Campaigning for the U.S. Senate, Republican Tommy Thompson called himself the "mastermind" of Medicare Part D, which he pushed while serving as secretary of the U.S. Department of Health and Human Services.
On Oct. 18, 2012, in the second of three debates with Tammy Baldwin, Thompson again took credit for the program and criticized the Democratic congresswoman for voting against it.
But he rejected an accusation by Baldwin that he was responsible for one controversial provision.
A provision known as "non-interference" -- prohibiting the government from negotiating with drug makers over drug prices -- was first proposed in 1999 by Democrats, notably President Bill Clinton, Thompson claimed.
And Thompson said it was Congress that inserted a non-interference clause in the Medicare Part D legislation he pushed, which became law in 2003.
"I had nothing to do with it," Thompson said.
Baldwin shot back: "You were the quarterback and the mastermind of Medicare Part D, but you had nothing to do with it?"
Baldwin has repeatedly attacked Thompson over the non-interference provision and did so again in the pair’s third and final debate a week later. She calls it a "sweetheart deal" for drug companies, saying the government can’t use its bargaining power to try and obtain lower drug prices -- although others counter that competition among private insurers in Part D has led to lower prices.
We’ve rated True a claim by Baldwin that the Part D law, "adopted under Thompson’s watch," bars the government from negotiating for "better prices" on prescription drugs. At the time, six weeks before the second debate with Baldwin, Thompson’s campaign said nothing about the non-interference clause being the Democrats’ doing.
That’s a different claim.
Let’s check it out.
Medicare Part D is an optional insurance program for prescription drugs for people on Medicare. A key feature is that private insurance companies offer a variety of plans and beneficiaries choose the plan that's best for them. The government subsidizes the program but does not run it.
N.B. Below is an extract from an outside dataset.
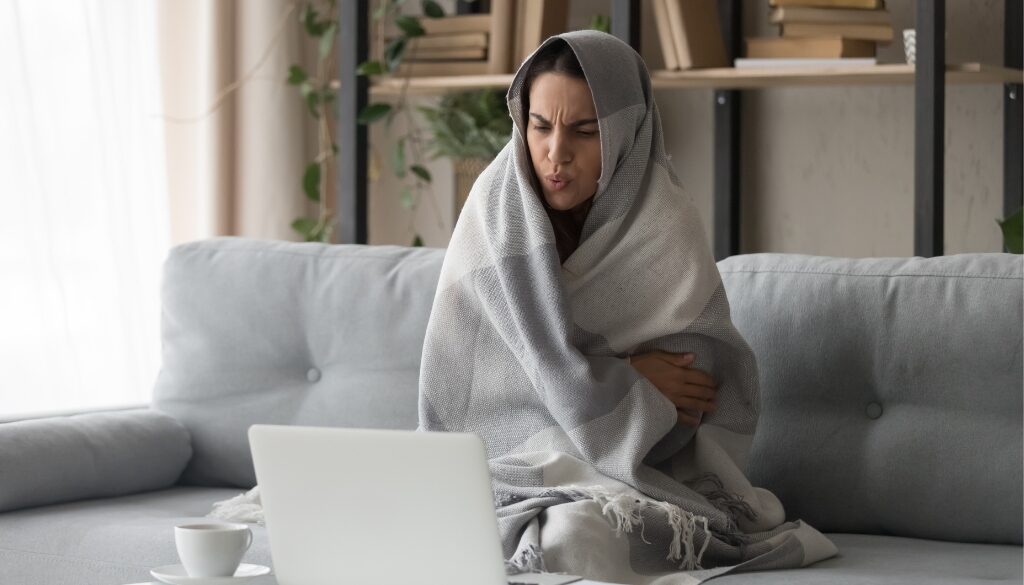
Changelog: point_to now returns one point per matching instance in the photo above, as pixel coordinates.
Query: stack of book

Medical Part D was created by the Medicare Modernization Act, which also made other changes to Medicare. It was proposed by President George W. Bush, and Thompson was the administration’s point man on lobbying Congress to create it.
When we asked for evidence to back Thompson’s claim that others were responsible for non-interference, his campaign did not respond. But Thompson expounded on his claim both in the second and third debates and in a meeting with Milwaukee Journal Sentinel editors and reporters on the day of the second debate.
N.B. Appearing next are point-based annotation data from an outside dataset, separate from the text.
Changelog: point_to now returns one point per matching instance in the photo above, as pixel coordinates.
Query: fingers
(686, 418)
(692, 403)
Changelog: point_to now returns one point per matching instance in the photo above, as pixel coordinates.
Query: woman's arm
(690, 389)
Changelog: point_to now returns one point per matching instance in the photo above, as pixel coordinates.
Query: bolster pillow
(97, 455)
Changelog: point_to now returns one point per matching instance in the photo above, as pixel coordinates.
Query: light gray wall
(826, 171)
Thompson said non-interference was first introduced by Clinton and Democratic congressional leaders in a Medicare Part D proposal in 1999, which did not become law.
Thompson also maintained that when the Bush administration proposed Part D, it contained only general principles. He said non-interference became part of the law only after it was introduced by then-Rep. Bill Thomas, R-Calif., and Sen. Max Baucus, D-Mont.
"I had nothing to do with it, never had a sweetheart deal with anybody," he told the Journal Sentinel.
The Clinton Part D proposal did, as Thompson said, include a non-interference clause. But the language differs from that in the Medicare Part D that later became law under Bush.
Under the Clinton proposal, pharmacy benefit managers would have negotiated on behalf of the federal government with drug manufacturers, said Edwin Park, vice president for health policy at the left-leaning Center on Budget and Policy Priorities.
But in Bush’s Part D, the government can’t negotiate at all, leaving negotiation up to the individual insurance plans.
Park agreed with Thompson that Bush’s Part D proposal was a set of principles and not legislation. But while Democrat Baucus was very involved in the Part D legislation, Republicans controlled both the Senate and the House, Park noted.
As for Thompson’s claim that he had "nothing to do" with the non-interference clause that ended up in the law, that didn’t wash with Park or other experts we interviewed.
"Any time Congress is involved in major legislation, the administration is heavily involved," said Park.
Grace-Marie Turner, president of the Galen Institute, a think tank that promotes free market principles in health care, said the Bush administration clearly supported non-interference to promote competition among private insurers and keep the government out of setting drug prices.
"It’s really the key element to allowing this competitive marketplace to work," said Turner, who noted that Medicare Part D has cost less than was anticipated by the nonpartisan Congressional Budget Office.
Indeed, in 2007, when Democrats pushed legislation to repeal non-interference, Bush threatened a veto, arguing that competition among insurers was resulting in lower drug prices.
Thompson said Democrats first proposed prohibiting the government from negotiating prices for prescription drugs in Medicare Part D and he "had nothing to do with" that provision in the final law.
Democrats did introduce a version of the so-called non-interference provision, but it didn’t go as far as the provision that became law under Bush. Moreover, Thompson was the point man on Medicare Part D for the Bush administration, which supported non-interference.
We rate Thompson’s statement Mostly False.